Drumming Journal -day whatever

 When I began this I had something of a flukeartist's knack for doing "fills" the part the drummer plays between notes or when there are gaps that need drumming up.  I had no sense of pace or counting or meter but I could nail down some pretty impressive fills. Some I'd heard other drummers paly and some of my own, but more and more as I learn about half notes and sixteenth notes playing all of those in between parts I knew nothing of, I feel like a moment of showing off on a fill will break my concetration and my rhythm and find myself cheating on the fills, either shortening them to get back to the beat, or playing less complicated fills that won't tire me as quickly. Both of these practices are terrible habits to develop and I MUST correct this strong urge early on, or I am convinced it'll come back and leave a bite so deep It'll ruin  everything I am trying to accomplish. More discipline is on order!
      I must also quit setting myself up for failure by constatnly trying to learn the hardest examples in music first.

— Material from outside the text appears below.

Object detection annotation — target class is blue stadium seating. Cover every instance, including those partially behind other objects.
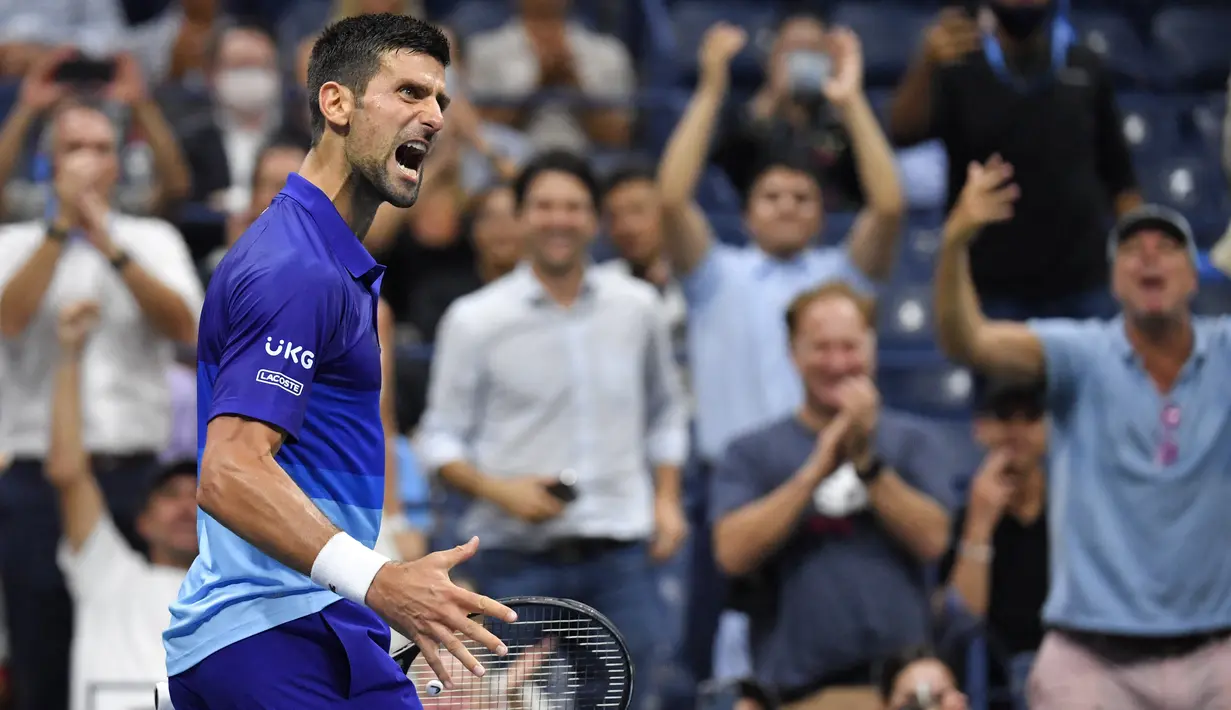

True, the simple stuff bores me quickly, but the repititious material is necessary as are the mind numbingly rudimentary exercises that lead to the more difficult ones. I've never liked senseless repetition in anything and in drumming there's oodles of it. 
 The pleasure in music; I was convinced that drumming along with my favourite music would make me enjoy it even more than before. This is an unlikely view as I am already a complete and unapologetic audiophile. 
 The result has been two-fold, as some numbers have been a thrill to ride along with and others have represented a sense of being unable to compete, and a source of almost headache inducing difficulty. I know I should start with easier material but I just get the same satisfaction or even anyhting resembling a sense of accomplishment from playing "Simple Simon" material.  

 I am struggling with the walk before I can run ideology. Man I just want to run all the way to the point where Jeff Beck is calling me to jam with me. Long way to go!